Code Editors or Visual Studio?

Visual Studio has long been the editor that is used for anything .NET related. Over the years Visual Studio has picked up a huge number of capabilities from editing python to generating databases and deploying your applications directly to Azure. The downside to this is that Visual Studio has become bloated and, in many case, slow. Much of the functionality in Visual Studio has been recreated in external tools such as gulp or powershell. With this tooling in place it is now possible to build your applications without ever opening Visual Studio. The tools long used by developers outside of the Microsoft sphere have become available to us. Sublime, brackets, atom.io have now been joined by Visual Studio Code as companions or even replacements for full versions of Visual Studio. Will you start using these tools or are you still satisfied with full Visual Studio?



6 comments

Simon Timms
5/21/2015 4:30:00 AM
I use a couple of editors at the moment because I'm not satisfied with any of them. Visual studio is my go to for .net code but right now there is poor support for highlighting ES6 and JSX so I have to drop out of it when I'm working on that. Atom is my next favorite editor. I mostly just use it for JavaScript as well as random text files that I need to get into quickly. Finally I still have a copy of sublime around. I had given up on it because development was stalled but it is still the best tool for editing large files. I find visual studio drags on files with long lines and atom is a total disaster with large files.

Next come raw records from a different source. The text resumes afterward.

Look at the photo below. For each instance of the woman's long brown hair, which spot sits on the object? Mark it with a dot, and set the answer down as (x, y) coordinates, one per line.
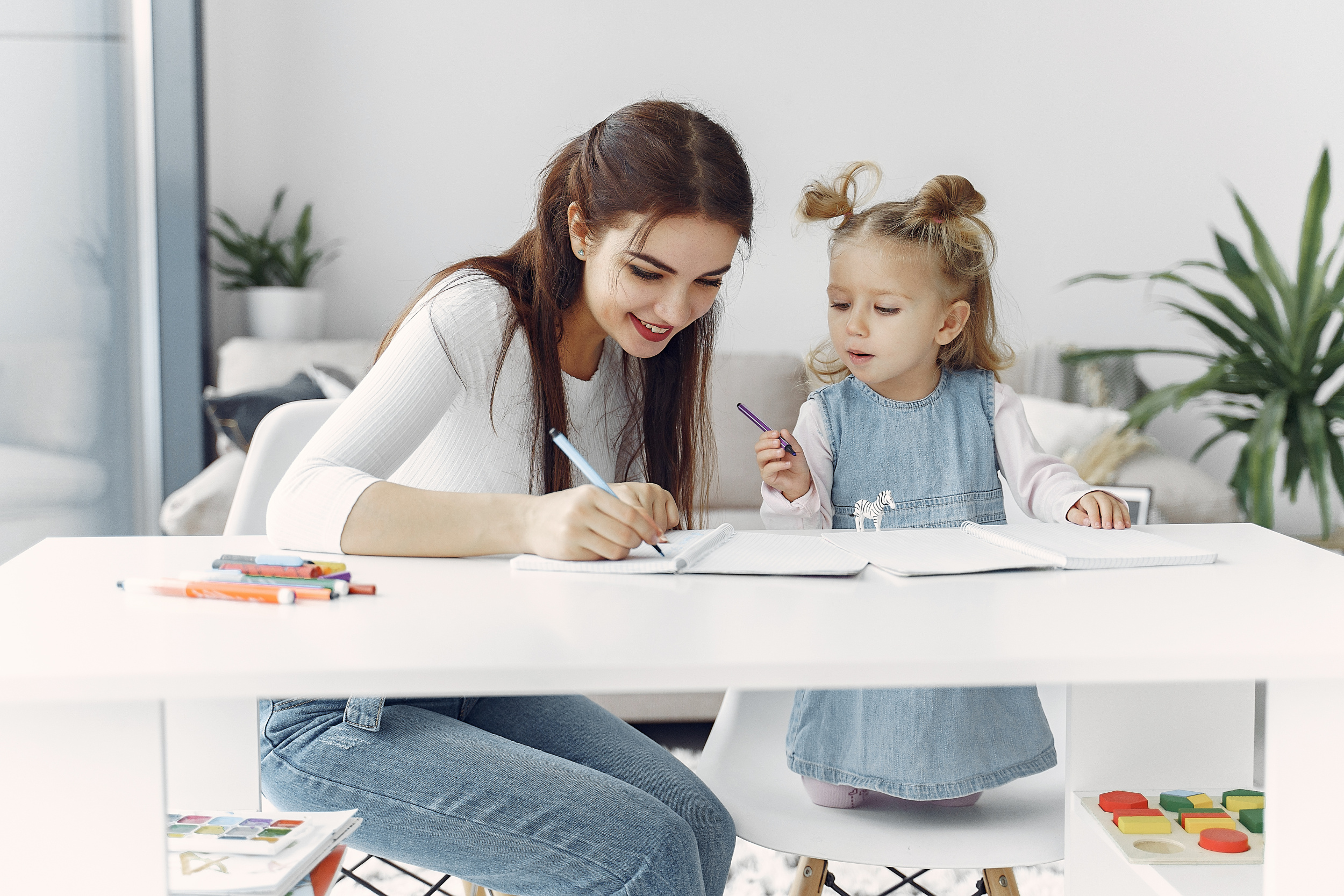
(655, 160)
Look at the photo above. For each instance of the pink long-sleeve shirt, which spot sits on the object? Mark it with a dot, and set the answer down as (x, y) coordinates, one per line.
(1042, 485)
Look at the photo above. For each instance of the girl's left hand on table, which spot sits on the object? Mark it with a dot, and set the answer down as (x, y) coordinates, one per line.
(1100, 511)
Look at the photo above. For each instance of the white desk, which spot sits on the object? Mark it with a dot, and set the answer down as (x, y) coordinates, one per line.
(85, 669)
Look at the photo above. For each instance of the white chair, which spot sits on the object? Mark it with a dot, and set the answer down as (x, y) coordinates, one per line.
(744, 763)
(278, 440)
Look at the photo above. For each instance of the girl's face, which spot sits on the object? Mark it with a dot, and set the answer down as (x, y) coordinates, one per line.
(643, 296)
(890, 313)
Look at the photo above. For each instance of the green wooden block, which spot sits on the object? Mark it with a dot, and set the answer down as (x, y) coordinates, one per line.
(1174, 802)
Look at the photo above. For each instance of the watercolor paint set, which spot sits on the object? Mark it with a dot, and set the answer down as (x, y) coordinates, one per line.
(241, 833)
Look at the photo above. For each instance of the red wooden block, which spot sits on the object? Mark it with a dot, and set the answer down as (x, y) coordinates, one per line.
(1117, 800)
(1131, 813)
(1221, 840)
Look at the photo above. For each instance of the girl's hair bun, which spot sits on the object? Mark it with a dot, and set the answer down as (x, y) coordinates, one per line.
(947, 198)
(842, 197)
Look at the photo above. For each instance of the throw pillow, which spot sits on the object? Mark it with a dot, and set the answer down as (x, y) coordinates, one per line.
(238, 415)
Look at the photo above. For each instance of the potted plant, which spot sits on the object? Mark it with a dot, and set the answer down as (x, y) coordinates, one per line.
(273, 273)
(1275, 348)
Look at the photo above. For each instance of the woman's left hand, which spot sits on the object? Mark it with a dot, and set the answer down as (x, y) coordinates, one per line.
(656, 501)
(1100, 511)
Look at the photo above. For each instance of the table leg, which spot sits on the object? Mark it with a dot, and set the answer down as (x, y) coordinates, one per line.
(211, 752)
(1304, 749)
(103, 761)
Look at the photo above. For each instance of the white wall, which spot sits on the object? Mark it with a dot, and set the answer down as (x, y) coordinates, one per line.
(1103, 135)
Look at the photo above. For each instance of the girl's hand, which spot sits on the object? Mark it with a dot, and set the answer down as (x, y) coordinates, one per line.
(587, 524)
(1100, 511)
(780, 469)
(656, 503)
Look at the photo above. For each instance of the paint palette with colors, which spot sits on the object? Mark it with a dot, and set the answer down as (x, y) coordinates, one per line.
(241, 833)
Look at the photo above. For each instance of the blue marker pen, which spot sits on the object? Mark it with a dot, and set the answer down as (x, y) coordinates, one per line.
(585, 468)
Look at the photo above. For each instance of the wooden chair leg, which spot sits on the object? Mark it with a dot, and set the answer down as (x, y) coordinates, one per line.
(1000, 881)
(810, 879)
(476, 890)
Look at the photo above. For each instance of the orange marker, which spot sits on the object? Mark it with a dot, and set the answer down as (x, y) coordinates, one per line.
(217, 590)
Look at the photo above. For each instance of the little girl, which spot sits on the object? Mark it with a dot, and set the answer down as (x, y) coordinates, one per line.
(914, 409)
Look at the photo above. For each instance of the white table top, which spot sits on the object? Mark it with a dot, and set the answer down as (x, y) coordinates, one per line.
(1270, 607)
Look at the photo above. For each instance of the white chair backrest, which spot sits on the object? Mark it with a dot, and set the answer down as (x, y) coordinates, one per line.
(278, 440)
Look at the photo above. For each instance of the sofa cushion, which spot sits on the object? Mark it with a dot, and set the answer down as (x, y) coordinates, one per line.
(1182, 492)
(37, 480)
(1062, 426)
(249, 363)
(775, 388)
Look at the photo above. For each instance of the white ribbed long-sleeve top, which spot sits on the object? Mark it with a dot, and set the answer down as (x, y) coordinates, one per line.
(423, 417)
(1042, 485)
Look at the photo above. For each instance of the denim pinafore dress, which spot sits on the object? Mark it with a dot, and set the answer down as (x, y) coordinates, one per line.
(937, 460)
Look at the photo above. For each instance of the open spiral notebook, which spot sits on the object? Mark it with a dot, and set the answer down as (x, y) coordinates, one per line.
(724, 551)
(1018, 546)
(966, 548)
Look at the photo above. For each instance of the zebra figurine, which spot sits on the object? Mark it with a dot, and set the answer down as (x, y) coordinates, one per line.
(866, 510)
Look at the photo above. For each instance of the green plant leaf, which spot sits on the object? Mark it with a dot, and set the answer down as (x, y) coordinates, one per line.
(1262, 450)
(1336, 462)
(1269, 262)
(1315, 434)
(1093, 354)
(1225, 335)
(1313, 230)
(1250, 283)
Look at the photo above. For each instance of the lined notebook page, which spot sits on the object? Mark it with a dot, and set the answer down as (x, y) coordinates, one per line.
(932, 551)
(721, 551)
(761, 554)
(1084, 548)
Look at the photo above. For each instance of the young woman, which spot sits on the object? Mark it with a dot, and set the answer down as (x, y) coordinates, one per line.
(598, 321)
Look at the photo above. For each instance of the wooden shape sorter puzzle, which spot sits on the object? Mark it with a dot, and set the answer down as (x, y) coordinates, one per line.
(1162, 838)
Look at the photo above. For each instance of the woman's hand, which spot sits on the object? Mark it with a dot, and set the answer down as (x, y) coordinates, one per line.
(587, 524)
(781, 470)
(1100, 511)
(656, 503)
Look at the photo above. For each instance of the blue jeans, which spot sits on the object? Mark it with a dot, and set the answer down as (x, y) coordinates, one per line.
(530, 795)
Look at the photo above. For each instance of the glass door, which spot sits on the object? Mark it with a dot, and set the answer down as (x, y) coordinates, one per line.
(73, 431)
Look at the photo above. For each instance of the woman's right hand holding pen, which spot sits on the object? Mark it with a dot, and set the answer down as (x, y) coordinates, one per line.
(585, 523)
(781, 470)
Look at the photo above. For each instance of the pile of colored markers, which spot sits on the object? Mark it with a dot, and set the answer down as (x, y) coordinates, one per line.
(267, 578)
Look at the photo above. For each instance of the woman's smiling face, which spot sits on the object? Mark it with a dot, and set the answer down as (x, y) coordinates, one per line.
(641, 296)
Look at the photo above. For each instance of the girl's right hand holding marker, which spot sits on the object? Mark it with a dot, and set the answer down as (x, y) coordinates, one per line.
(781, 470)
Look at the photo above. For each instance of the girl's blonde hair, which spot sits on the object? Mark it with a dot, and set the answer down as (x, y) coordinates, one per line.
(942, 221)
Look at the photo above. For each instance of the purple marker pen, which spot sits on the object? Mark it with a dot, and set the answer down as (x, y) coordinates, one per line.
(765, 429)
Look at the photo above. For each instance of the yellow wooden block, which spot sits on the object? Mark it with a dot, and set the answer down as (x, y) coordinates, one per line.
(1146, 825)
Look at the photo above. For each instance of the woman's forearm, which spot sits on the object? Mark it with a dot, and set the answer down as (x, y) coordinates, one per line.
(397, 520)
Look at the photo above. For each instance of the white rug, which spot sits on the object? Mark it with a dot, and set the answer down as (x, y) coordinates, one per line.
(764, 872)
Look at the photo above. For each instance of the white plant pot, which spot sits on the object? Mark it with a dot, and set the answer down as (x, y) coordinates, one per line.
(285, 312)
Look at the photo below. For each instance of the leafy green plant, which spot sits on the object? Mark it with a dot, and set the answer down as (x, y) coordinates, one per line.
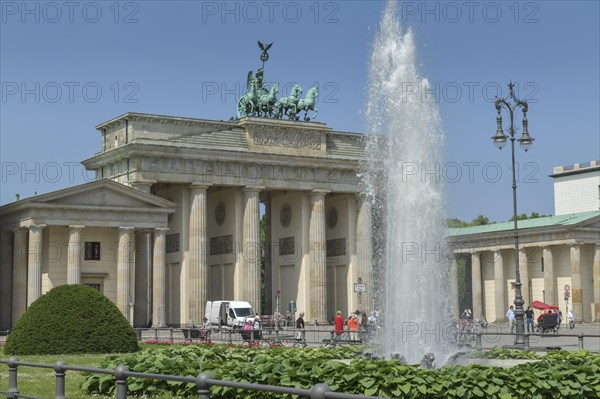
(71, 319)
(563, 374)
(505, 353)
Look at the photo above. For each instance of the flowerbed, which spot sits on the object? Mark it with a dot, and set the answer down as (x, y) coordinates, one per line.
(560, 374)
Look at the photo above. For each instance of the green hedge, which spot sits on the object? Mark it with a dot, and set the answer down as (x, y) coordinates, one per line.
(71, 319)
(561, 374)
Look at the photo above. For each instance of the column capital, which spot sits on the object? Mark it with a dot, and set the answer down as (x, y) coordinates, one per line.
(19, 230)
(253, 188)
(37, 228)
(199, 186)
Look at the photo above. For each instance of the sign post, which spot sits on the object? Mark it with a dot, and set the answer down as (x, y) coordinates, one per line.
(567, 295)
(359, 288)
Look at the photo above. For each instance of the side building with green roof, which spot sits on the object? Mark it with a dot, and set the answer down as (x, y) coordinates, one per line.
(559, 256)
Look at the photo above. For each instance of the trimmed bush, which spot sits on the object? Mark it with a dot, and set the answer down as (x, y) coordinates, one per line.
(71, 319)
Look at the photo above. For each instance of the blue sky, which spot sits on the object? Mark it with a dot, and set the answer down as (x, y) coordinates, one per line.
(65, 67)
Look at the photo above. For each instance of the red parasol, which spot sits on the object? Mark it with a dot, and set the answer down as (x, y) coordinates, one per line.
(542, 306)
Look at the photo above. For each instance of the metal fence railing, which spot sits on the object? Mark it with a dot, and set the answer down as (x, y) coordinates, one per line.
(203, 382)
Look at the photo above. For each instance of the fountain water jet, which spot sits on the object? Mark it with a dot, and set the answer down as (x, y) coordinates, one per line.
(403, 177)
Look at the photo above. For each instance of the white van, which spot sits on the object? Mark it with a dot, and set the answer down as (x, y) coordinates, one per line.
(229, 313)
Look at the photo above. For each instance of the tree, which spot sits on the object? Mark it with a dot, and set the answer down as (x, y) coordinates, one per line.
(71, 319)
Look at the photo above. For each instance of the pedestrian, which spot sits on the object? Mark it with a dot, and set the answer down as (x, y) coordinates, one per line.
(510, 315)
(300, 327)
(207, 327)
(353, 327)
(338, 325)
(529, 317)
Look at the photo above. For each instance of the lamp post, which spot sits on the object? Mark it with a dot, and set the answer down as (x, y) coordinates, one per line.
(525, 142)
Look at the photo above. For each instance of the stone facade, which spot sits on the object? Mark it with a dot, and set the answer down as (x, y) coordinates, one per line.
(183, 224)
(554, 252)
(576, 188)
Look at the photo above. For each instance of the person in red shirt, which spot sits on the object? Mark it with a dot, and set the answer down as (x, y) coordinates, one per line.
(353, 328)
(339, 325)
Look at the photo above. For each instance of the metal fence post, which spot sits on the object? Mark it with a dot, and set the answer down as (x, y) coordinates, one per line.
(318, 391)
(121, 377)
(59, 371)
(203, 385)
(12, 391)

I have VS Code installed but I haven't really got into working with it. Seems like it could be a good replacement for atom and possibly full VS when I'm working on ASP.net 5 applications. The short of it is that there is room for more than one editor and I'm happy to see that we're putting some effort into it and not all sticking with notepadd++.

Robert Greyling
5/21/2015 10:44:22 AM
I'm happy with Visual Studio for .NET, but just like @stimms I've moved over to Atom for JavaScript dev mainly because of ES6 support. I'm guessing with VS2015 there will be better support. And I'm also guessing now the VS team will have thought about the fast evolution of syntax, and just how inadequate VS2013 was at having to have custom editors for all the highlighting and error checking support, that they will have built in a way to update Visual Studio editors without having to wait until the next version. If they have done that right, then maybe VS2015 will be all it needs to be for all code, but then it makes me question why they have brought out VS Code. I've used VS Code, but still find crucial things missing like ReSharper and Unit testing support so I can't see it taking over any time soon. But I'm excited about this new landscape of editors all the same...

rtpHarry
5/21/2015 1:15:31 PM
I think Visual Studio Code has some good potential as a lightweight editor. I guess they had to make something to support the new cross-platform features of ASP.NET5 and after the dust settles Visual Studio Community will probably still reign supreme on Windows platforms. I think the debugging support that they are working on and the speed of it will be a big differentiator in this space where they are competing with the likes of Sublime, Atom, etc. Obviously its an early version at the moment and they need to get the extensions support in there before it will really take off. I was doing WordPress theme development and embracing Less, Grunt, and all that family of technology recently and I started out with Sublime, then moved over to Atom. For some reason they both suck at keeping the code formatting. I kept missing CTRL-K. CTRL-D functionality. Even installing the extensions Atom kept getting it wrong and indenting. I wasn't really expecting such a minor feature to be absent in the major players, maybe it was just me.

Mike Johnson
5/21/2015 1:29:35 PM
for those not knowing. VS has extensions that introduce the Task Runner Explorer which gives you grunt/gulp/npm support in VS before VS2015 is release VS 2015 will have it baked in... Hanselman wrote a nice article on it: http://www.hanselman.com/blog/IntroducingGulpGruntBowerAndNpmSupportForVisualStudio.aspx

Ryan Riley
5/21/2015 11:44:57 PM
Let's not forget vim and emacs! Though older, both have a lot to offer, and you can find tools that go beyond syntax highlighting for both. I find vim a natural fit when working with git, and I always find emacs users' use of that tool quite astounding. In many ways, none of the new editors offer quite the same level of efficiency.

Jeremy Morgan 
5/22/2015 4:14:14 AM
I love Visual Studio for my day job. I work on enterprise software with a group of people, under control of TFS, etc. I have tools in VS that help me debug stuff better and VS is a crucial part of my workflow. The VS hotkeys make sure I'm productive, and since we're all on the same platform development is (relatively) smooth. The last few months, at "home" my projects have increasingly been in Sublime with OmniSharp. My "pet projects" or goof around stuff is just fine with that. I'm at the point in my knowledge in C# where intellisense isn't necessary (hey I'll admit it took a while) and slapping together some stuff in sublime is just smoother and easier. Not to mention I can do it on a Mac or in Linux. So it really depends on what you're using it for. I love Omnisharp and Sublime but I don't see them replacing VS in the enterprise anytime soon. There is a significant difference in a project with 50 programmers working on it, and a project with one or two.